The Court of Appeal has clarified an important aspect of trade mark law in the latest round of Lidl v Tesco, in a judgement handed down by the court this morning.
Tesco has been permitted to continue to argue at trial that a wordless version of Lidl’s logo was periodically filed and refiled by Lidl in bad faith; overturning the High Court decision, which had previously disallowed Tesco’s allegations of bad faith.
Richard Kempner, partner at Haseltine Lake Kempner, who represented Tesco in this case says: ‘This is an important decision for trade mark owners, issued by the Court of Appeal this morning. Tesco had two principal arguments underpinning its allegations of Lidl’s bad faith filing. First, the fact that Lidl had never used, in the UK, the wordless mark in the form in which it was registered, 27 years since they had first applied for it.
‘Secondly, Tesco argued that Lidl, in order to avoid the “non-use” provisions (a rule that says that marks that have not been used for five years can be revoked), had kept reapplying for the mark periodically since then (an allegation of “evergreening”). Tesco alleged that the mark was on the Register purely to extend Lidl’s monopoly right beyond the mark it actually used, so as to use the extended right against third parties as a weapon in legal proceedings.
‘Lidl argued that there were a number of entirely legitimate reasons why it might have applied for the wordless marks, and that Tesco had not provided a sufficient basis for its claim of bad faith to justify requiring Lidl to explain its actual reason(s) for applying for the wordless mark registrations, whether by providing disclosure and evidence in relation to its filing strategy, or otherwise. The Court of Appeal however decided that Tesco’s claim had ‘a real prospect of success’.
The implications of this decision for trade mark owners are serious. To the extent that they and their advisors may have thought that it was legitimate to file and re-file marks that they are not actually using to extend or protect their rights, and/or avoid the non-use provisions. It is now clear, if ever, there was any doubt, that such a practice is not necessarily legitimate, and may well constitute bad faith trade mark filing.

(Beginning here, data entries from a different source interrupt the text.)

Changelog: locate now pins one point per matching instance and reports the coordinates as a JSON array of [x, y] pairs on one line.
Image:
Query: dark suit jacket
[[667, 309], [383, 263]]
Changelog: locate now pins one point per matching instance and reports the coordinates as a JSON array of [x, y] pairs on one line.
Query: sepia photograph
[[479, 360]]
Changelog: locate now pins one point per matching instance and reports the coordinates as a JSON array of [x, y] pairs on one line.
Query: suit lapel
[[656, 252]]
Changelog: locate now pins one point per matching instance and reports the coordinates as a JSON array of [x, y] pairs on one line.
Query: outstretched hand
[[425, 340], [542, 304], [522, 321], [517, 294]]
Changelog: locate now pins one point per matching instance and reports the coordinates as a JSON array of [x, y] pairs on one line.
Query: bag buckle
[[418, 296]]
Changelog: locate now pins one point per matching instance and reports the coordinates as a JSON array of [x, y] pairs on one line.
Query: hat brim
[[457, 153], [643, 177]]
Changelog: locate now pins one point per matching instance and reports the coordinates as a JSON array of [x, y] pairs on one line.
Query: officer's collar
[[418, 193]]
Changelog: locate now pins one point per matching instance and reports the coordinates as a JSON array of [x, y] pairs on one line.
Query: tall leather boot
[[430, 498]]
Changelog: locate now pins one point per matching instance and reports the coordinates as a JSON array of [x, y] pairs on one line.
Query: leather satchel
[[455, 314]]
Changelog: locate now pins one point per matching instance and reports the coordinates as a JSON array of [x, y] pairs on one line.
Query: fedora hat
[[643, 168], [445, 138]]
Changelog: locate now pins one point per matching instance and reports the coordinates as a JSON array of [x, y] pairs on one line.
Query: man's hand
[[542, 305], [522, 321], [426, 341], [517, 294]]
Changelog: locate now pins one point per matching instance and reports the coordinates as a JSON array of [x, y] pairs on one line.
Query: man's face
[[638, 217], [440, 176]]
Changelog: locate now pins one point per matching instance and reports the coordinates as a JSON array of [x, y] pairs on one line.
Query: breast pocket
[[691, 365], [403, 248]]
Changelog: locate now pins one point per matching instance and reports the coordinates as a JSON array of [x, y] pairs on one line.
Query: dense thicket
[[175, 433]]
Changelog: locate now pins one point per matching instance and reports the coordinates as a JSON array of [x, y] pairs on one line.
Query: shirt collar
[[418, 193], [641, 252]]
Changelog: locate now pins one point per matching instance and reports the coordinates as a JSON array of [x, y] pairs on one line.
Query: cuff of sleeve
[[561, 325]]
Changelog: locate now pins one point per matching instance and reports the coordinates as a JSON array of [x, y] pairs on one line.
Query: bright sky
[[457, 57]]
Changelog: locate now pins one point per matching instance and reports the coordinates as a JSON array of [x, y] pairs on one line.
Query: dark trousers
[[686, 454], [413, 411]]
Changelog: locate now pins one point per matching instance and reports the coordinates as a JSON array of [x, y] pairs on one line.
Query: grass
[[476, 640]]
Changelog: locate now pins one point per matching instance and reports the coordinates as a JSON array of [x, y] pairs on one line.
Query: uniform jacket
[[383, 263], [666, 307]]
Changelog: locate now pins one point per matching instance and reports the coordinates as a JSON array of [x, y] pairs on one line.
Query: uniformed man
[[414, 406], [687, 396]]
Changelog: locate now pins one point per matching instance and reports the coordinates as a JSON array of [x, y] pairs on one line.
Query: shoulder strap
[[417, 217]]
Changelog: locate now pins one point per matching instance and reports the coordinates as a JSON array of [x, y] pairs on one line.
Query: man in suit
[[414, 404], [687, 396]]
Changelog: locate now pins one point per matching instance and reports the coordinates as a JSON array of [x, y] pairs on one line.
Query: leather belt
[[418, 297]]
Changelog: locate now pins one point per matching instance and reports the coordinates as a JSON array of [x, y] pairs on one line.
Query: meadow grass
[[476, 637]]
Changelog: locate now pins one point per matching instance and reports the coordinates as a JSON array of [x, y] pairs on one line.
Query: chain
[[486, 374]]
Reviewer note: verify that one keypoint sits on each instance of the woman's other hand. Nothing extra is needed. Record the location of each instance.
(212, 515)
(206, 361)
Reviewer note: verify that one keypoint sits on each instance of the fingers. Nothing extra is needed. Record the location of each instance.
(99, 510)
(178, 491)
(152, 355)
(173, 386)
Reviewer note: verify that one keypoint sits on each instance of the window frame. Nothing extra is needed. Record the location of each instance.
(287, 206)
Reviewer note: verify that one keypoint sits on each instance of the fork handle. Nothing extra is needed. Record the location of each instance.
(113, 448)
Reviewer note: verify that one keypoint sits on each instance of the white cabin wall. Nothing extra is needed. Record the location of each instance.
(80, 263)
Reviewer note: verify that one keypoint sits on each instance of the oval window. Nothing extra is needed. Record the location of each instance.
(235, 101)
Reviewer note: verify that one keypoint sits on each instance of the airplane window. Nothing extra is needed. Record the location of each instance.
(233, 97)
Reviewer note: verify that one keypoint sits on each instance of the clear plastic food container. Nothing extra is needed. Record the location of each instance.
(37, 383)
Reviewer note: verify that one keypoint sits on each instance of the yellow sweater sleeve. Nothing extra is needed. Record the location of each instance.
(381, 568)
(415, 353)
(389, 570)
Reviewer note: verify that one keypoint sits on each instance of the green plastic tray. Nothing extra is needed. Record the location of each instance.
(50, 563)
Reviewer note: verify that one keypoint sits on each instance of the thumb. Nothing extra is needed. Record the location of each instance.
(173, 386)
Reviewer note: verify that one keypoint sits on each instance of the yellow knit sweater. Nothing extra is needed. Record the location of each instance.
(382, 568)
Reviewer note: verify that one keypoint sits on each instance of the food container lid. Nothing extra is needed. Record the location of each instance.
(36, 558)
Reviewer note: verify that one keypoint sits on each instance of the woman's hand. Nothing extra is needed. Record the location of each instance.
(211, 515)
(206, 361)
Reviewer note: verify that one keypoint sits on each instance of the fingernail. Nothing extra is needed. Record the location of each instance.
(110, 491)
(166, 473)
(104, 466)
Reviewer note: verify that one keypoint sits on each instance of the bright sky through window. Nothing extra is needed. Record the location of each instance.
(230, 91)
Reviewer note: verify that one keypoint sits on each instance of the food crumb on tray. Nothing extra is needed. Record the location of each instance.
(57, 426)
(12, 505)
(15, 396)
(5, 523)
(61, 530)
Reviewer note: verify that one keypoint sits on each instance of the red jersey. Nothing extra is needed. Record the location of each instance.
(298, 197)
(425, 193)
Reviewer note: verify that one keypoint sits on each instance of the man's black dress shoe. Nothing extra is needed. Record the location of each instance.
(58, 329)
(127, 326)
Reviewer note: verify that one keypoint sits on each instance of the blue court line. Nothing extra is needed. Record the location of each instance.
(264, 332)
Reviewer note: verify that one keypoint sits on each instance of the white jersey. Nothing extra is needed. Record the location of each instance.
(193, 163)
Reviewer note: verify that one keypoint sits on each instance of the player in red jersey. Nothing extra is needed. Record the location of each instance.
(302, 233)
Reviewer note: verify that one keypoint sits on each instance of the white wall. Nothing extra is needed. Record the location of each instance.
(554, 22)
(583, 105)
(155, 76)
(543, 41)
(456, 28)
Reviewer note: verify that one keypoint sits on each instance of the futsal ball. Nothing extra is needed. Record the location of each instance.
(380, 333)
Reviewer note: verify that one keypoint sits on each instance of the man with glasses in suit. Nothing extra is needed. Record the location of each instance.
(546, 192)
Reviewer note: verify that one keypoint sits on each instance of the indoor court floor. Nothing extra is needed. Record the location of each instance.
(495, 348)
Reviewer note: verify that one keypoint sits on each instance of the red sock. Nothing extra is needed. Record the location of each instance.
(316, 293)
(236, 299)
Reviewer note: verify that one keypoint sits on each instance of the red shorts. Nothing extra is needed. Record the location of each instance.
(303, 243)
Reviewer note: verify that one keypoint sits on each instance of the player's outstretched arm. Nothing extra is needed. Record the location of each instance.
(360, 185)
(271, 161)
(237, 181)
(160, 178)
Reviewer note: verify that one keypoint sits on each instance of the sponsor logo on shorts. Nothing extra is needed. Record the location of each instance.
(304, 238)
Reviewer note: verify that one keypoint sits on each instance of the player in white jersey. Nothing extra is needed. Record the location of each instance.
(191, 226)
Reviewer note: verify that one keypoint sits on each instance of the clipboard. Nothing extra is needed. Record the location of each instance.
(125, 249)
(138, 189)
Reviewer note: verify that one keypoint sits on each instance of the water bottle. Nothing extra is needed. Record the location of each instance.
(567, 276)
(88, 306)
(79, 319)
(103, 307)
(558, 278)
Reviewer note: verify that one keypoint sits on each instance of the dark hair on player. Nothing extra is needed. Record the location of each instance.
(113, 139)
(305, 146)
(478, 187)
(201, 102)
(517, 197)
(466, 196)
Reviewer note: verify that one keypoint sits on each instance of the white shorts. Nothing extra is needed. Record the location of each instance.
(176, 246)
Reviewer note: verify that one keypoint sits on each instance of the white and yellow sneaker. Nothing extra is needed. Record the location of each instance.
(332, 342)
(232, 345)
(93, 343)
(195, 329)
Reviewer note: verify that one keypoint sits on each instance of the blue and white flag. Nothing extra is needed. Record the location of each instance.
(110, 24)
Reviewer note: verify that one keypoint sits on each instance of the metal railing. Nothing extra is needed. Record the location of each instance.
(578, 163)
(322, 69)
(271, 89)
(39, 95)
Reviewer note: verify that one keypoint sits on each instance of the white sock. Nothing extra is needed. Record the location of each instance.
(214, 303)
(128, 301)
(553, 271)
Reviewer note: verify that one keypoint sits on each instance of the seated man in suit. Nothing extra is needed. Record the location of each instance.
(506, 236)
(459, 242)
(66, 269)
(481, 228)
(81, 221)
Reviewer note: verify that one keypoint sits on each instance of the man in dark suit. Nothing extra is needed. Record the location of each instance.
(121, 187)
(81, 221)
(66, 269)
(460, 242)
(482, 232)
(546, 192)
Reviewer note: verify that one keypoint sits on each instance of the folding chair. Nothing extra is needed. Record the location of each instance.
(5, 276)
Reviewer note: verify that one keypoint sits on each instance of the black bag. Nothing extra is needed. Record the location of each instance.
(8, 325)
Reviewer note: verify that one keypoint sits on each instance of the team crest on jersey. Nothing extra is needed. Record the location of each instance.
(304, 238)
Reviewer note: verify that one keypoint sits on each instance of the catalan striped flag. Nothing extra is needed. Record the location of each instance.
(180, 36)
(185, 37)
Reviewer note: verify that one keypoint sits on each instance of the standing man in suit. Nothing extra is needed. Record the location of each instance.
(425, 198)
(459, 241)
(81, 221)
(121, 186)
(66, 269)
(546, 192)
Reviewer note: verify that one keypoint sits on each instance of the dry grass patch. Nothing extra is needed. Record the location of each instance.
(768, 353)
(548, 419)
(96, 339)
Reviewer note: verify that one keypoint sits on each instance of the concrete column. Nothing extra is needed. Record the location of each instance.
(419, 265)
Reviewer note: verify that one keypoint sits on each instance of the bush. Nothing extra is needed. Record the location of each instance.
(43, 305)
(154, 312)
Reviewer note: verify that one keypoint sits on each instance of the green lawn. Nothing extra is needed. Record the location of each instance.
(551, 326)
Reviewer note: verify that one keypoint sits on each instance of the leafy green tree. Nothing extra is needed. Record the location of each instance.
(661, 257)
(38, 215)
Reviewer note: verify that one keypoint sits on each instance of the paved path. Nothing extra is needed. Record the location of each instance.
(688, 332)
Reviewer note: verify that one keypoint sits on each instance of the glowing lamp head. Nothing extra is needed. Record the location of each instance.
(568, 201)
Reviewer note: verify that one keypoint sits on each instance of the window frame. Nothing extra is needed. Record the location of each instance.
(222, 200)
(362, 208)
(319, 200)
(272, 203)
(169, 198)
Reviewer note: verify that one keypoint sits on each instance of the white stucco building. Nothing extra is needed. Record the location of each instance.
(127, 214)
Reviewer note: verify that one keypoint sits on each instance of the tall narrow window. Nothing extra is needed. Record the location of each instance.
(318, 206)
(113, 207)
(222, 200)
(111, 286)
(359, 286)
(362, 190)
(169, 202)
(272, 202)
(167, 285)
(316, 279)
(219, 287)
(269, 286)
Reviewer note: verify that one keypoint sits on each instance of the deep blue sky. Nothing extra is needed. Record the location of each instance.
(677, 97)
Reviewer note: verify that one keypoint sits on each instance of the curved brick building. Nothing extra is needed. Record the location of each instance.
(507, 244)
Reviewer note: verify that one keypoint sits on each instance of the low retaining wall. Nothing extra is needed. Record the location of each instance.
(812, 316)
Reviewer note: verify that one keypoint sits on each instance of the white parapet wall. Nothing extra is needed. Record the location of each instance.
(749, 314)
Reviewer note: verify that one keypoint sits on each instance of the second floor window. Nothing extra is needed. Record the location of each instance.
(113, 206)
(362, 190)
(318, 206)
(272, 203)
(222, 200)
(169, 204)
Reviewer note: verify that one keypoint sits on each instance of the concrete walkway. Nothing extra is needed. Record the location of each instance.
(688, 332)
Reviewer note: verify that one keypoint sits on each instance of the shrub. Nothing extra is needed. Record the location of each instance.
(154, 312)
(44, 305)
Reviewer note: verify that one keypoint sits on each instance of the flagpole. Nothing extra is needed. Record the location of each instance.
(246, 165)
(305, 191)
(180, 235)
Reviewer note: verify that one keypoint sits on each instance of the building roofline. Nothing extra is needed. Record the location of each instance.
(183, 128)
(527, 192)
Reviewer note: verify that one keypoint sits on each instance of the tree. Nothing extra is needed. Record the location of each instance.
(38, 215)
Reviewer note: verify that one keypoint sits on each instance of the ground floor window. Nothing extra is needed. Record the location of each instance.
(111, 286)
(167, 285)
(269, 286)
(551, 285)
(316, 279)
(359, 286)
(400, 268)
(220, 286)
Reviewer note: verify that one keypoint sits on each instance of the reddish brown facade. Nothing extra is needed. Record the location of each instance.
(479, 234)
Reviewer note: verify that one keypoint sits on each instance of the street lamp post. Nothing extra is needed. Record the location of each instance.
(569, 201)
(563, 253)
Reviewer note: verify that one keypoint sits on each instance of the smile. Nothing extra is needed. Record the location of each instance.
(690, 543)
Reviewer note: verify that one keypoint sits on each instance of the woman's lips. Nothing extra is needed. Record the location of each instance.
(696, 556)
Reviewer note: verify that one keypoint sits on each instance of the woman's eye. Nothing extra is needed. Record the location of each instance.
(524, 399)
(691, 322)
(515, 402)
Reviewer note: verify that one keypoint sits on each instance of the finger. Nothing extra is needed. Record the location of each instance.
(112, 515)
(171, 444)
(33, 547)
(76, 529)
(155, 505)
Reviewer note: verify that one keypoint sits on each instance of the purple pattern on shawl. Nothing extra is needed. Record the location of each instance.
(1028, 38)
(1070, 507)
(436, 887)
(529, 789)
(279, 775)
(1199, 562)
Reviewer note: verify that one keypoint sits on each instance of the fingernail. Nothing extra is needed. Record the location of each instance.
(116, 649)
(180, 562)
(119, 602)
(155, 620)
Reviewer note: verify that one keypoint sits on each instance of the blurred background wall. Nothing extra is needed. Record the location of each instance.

The decision also recognises that a party alleging bad faith is unlikely to have, at the outset, much or any information as to why the trade mark owner filed its mark, and therefore it is permissible, pending disclosure and evidence, to allege bad faith on the basis of inferences from facts which may later turn out to have a legitimate explanation.
The trial of the action between Lidl and Tesco, where the matter will be finally resolved, is due to take place in February 2023’.
Background about the case
The claim concerns Tesco’s Clubcard Prices loyalty discount scheme, which launched in September 2020, and offers point-of-sale discounts on selected items to Clubcard members. Lidl claim that the sign used by Tesco for the scheme – a yellow circle on a blue square with the words “Clubcard Prices” – constitutes infringement of Lidl’s intellectual property rights, based on it allegedly being similar to the background to Lidl’s logo (which uses a blue square and yellow circle with a thin red border around it). Tesco deny the allegation and have counterclaimed for invalidity and revocation of Lidl’s registrations of its wordless background, which has never been used in the UK in the form in which it was registered, on a number of grounds including bad faith trade mark filing.
Haseltine Lake Kempner acted for Tesco, and instructed Simon Malynicz KC and Daniel Selmi. Bird & Bird acted for Lidl.